Regular teaching consumes a lot of time; however, creating the online platforms and educational tools with technology does even more so. Building every activity on a platform takes numerous hours (a lot of intentional time). In a classroom in real-time, teachers customize what they teach for every student, depending on what that student needs and the level of understanding they demonstrate. Remote teaching is a greater challenge because it's more difficult to assess needs when they are not in-person and because that work must take place in a virtual environment, through chat or other means.
Educators are connecting students beyond the classroom with technology. “I see educational technology as a means for more meaningful connection between learning in the classroom and the world,” said Holman, who has connected her students with people all over the world, from Indiana to Namibia during remote and hybrid learning.
These educators are excited to continue utilizing technology in their classrooms as students and educators return to hybrid and in-person learning. Hottman, Holman, and Lehrer are excited to share the technology that they have learned with other colleagues and apply it to their teaching moving forward.

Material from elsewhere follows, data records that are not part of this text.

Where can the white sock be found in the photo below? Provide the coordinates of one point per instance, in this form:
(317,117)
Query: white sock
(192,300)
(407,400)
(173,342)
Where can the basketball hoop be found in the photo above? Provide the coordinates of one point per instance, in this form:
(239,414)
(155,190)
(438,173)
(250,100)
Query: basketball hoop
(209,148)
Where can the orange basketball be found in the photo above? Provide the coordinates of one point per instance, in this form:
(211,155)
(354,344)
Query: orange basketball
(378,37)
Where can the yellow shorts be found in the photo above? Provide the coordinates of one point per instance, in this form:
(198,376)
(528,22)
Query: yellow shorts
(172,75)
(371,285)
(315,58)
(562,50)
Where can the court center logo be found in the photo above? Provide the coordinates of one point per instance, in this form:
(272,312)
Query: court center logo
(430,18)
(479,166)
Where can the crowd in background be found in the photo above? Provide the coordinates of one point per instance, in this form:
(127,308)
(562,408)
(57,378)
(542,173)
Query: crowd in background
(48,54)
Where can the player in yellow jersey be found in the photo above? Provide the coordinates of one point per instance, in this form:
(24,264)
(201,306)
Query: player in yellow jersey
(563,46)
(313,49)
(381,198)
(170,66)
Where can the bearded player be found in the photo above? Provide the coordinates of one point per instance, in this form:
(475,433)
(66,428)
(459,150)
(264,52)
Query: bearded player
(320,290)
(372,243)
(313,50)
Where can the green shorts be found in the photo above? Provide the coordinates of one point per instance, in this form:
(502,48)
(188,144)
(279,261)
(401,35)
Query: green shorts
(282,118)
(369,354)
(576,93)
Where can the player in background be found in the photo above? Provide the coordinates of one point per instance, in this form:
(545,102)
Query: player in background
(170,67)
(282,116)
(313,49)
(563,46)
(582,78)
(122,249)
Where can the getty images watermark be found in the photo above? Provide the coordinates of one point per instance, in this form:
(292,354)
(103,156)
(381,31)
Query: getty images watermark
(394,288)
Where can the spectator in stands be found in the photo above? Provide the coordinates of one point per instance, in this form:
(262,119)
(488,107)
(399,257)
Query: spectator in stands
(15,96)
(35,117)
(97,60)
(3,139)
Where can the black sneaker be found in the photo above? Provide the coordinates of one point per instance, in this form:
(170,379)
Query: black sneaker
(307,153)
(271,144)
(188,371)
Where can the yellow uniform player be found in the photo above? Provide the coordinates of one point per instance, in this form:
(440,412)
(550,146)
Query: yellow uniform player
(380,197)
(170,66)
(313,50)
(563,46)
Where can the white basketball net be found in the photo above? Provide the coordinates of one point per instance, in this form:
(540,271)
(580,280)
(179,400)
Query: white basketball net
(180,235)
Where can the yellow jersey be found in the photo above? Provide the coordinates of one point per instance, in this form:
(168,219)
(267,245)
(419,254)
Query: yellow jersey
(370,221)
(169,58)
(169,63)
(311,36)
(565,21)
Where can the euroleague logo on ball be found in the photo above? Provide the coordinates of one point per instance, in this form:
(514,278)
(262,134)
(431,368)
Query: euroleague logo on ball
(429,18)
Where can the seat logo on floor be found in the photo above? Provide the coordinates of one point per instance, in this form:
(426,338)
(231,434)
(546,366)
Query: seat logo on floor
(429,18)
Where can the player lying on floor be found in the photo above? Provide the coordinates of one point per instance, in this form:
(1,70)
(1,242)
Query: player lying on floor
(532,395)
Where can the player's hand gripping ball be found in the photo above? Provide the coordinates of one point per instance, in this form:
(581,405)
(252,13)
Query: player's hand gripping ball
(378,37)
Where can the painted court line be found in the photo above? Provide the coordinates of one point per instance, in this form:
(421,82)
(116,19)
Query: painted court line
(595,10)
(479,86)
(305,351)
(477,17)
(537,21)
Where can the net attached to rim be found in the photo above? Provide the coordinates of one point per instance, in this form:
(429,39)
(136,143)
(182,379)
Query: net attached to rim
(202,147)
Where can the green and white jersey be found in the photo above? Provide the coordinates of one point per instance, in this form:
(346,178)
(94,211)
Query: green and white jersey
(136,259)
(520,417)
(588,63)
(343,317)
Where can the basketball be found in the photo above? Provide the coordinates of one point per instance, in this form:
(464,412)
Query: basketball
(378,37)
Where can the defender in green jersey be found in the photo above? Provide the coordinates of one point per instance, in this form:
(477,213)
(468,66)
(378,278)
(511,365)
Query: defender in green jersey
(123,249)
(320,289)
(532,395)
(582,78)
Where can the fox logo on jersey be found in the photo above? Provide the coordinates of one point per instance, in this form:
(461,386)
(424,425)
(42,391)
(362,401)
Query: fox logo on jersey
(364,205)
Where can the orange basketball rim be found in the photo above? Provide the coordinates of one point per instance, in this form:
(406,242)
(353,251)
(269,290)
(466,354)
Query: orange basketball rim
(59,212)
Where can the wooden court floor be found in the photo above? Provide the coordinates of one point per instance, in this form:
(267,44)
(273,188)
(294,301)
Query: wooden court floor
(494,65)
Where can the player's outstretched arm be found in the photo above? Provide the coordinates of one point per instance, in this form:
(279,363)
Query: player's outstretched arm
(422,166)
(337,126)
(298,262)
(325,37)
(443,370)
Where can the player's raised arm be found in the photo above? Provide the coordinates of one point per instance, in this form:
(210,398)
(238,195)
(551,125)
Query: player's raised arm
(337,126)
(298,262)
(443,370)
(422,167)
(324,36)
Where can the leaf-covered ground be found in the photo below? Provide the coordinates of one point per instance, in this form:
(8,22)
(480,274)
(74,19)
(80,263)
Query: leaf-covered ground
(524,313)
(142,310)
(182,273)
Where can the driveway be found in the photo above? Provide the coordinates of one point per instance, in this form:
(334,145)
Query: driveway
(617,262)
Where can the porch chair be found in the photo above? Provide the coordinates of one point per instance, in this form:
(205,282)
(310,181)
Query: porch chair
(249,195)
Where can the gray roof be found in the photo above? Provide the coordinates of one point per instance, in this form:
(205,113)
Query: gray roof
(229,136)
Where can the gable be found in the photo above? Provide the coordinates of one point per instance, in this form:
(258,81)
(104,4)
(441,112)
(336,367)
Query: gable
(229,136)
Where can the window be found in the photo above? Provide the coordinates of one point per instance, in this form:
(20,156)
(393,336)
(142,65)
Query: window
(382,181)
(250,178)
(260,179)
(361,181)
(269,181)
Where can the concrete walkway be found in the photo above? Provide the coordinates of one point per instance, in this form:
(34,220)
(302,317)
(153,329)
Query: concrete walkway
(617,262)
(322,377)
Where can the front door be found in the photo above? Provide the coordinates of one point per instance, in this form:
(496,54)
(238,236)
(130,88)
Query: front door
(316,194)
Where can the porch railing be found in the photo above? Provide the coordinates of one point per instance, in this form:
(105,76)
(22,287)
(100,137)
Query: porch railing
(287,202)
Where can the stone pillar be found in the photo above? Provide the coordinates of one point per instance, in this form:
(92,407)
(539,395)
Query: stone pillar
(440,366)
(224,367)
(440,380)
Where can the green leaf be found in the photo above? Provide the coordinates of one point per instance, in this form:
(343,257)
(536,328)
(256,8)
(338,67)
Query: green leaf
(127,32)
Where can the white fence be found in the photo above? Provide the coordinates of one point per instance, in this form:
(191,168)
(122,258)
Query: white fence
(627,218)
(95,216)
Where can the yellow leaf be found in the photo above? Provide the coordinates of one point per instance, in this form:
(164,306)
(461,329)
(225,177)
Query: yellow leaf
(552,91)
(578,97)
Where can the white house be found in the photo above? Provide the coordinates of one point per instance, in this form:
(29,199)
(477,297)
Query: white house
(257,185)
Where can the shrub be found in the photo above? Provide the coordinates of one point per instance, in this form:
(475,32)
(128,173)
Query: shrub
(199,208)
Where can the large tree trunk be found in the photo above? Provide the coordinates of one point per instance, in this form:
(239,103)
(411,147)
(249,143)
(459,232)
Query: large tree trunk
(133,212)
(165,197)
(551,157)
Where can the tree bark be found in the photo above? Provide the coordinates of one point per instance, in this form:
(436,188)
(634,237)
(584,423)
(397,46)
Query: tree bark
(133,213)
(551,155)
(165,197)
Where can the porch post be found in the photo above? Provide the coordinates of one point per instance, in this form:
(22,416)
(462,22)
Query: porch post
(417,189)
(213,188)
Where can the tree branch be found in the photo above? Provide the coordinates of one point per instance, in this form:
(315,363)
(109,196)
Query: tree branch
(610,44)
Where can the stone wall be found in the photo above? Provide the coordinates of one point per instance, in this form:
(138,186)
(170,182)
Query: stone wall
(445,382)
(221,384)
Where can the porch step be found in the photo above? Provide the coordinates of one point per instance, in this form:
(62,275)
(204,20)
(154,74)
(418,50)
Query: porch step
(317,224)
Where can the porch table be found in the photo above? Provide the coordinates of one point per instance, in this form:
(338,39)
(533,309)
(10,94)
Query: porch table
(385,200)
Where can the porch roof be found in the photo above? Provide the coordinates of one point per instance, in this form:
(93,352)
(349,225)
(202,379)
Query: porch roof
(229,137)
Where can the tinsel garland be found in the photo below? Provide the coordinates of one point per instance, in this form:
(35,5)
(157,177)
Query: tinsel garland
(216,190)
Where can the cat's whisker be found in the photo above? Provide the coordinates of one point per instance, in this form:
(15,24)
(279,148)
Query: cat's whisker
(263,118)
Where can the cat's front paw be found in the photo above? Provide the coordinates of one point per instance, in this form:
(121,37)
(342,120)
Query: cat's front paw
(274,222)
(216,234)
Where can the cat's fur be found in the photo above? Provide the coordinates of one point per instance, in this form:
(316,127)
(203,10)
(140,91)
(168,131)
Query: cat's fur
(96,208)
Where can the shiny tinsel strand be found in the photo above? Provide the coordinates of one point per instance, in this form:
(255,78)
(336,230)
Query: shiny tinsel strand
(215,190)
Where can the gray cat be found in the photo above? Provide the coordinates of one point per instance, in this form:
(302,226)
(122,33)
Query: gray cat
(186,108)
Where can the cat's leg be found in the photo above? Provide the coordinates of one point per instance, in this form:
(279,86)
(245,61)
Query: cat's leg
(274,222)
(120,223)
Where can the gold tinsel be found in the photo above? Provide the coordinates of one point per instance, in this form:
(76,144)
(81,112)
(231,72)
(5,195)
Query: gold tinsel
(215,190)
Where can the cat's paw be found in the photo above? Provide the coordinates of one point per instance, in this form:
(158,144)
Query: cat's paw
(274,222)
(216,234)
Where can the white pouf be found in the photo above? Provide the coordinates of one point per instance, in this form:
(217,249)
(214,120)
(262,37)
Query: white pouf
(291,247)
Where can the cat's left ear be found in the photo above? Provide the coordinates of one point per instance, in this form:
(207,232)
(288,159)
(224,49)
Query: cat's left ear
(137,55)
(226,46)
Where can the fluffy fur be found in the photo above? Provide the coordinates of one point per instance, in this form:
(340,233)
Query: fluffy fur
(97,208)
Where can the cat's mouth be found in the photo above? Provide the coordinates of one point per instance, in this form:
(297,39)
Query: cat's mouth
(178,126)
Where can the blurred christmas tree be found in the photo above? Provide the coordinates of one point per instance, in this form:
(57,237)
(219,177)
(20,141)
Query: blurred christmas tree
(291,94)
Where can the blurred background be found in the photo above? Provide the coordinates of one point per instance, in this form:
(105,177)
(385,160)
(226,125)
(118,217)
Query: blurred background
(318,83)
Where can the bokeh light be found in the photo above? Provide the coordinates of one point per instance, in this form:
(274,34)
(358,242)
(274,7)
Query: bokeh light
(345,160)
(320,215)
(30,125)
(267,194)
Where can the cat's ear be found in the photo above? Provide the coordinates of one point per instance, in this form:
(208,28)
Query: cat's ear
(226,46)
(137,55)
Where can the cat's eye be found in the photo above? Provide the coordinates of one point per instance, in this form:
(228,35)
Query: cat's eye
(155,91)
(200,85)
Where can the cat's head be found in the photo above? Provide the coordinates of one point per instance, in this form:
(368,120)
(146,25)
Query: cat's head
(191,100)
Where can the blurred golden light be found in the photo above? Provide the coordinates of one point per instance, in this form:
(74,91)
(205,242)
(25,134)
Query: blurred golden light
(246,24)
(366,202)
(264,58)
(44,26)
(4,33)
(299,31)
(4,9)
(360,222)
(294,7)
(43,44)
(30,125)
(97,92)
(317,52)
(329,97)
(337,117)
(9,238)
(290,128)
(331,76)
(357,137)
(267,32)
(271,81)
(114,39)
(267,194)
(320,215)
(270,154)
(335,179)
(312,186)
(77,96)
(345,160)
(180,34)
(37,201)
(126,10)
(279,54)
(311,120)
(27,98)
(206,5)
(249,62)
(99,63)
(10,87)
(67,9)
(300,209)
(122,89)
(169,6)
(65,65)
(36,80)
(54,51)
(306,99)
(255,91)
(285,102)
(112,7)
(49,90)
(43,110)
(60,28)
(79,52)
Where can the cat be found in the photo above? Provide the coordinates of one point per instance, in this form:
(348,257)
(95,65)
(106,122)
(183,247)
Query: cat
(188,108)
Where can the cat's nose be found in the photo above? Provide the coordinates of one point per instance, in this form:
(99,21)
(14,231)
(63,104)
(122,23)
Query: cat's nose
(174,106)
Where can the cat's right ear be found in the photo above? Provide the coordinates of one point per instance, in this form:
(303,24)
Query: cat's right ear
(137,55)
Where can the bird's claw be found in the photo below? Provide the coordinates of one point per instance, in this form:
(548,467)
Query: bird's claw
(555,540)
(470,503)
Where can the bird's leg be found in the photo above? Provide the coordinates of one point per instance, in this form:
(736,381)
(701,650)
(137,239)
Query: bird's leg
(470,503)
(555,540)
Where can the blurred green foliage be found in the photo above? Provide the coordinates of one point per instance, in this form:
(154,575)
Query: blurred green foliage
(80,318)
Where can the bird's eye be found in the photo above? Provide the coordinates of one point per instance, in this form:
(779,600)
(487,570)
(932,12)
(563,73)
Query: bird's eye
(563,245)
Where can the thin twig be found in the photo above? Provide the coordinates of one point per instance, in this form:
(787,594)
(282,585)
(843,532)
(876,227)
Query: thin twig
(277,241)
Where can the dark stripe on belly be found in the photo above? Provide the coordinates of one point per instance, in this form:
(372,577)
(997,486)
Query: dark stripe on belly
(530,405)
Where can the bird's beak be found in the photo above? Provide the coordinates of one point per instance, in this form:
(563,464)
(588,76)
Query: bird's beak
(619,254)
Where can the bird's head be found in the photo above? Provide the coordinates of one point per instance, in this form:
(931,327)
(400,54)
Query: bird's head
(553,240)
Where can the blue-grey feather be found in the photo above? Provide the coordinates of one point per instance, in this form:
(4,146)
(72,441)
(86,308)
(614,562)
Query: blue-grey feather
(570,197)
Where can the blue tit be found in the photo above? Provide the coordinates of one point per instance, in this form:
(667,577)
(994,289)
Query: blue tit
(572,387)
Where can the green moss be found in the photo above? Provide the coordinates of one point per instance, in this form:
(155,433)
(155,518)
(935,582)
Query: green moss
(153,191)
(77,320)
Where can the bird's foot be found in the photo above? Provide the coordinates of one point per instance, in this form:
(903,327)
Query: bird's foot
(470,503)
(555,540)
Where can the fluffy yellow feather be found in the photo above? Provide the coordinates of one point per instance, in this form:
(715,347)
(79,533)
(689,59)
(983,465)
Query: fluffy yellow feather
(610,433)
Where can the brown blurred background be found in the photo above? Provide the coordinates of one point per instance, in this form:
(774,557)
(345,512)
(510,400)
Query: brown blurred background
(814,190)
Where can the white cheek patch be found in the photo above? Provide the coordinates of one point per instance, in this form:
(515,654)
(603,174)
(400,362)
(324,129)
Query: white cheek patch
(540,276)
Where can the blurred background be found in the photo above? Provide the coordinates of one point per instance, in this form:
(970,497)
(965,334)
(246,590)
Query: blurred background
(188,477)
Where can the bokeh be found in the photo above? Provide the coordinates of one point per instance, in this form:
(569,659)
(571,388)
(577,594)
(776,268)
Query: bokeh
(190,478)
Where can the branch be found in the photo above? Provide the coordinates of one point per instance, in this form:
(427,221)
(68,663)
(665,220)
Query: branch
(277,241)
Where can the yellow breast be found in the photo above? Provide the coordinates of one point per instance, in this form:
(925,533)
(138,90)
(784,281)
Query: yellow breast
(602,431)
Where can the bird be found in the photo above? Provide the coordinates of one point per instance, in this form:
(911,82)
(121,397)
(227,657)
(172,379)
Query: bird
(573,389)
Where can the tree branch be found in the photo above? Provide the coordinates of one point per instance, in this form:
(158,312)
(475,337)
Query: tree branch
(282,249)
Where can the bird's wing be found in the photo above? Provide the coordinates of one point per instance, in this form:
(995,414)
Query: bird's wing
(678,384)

Hottman is taking a professional development course to grow in asynchronous learning. Holman is constantly experimenting with new online platforms to help her students grow both inside and outside of the classroom, and Lehrer is excited to engage with his students by meeting them where they are. All these educators saw value in remote teaching and each of them learned something new and was able to grow as they overcame obstacles and fought to instruct their students in this brave new world.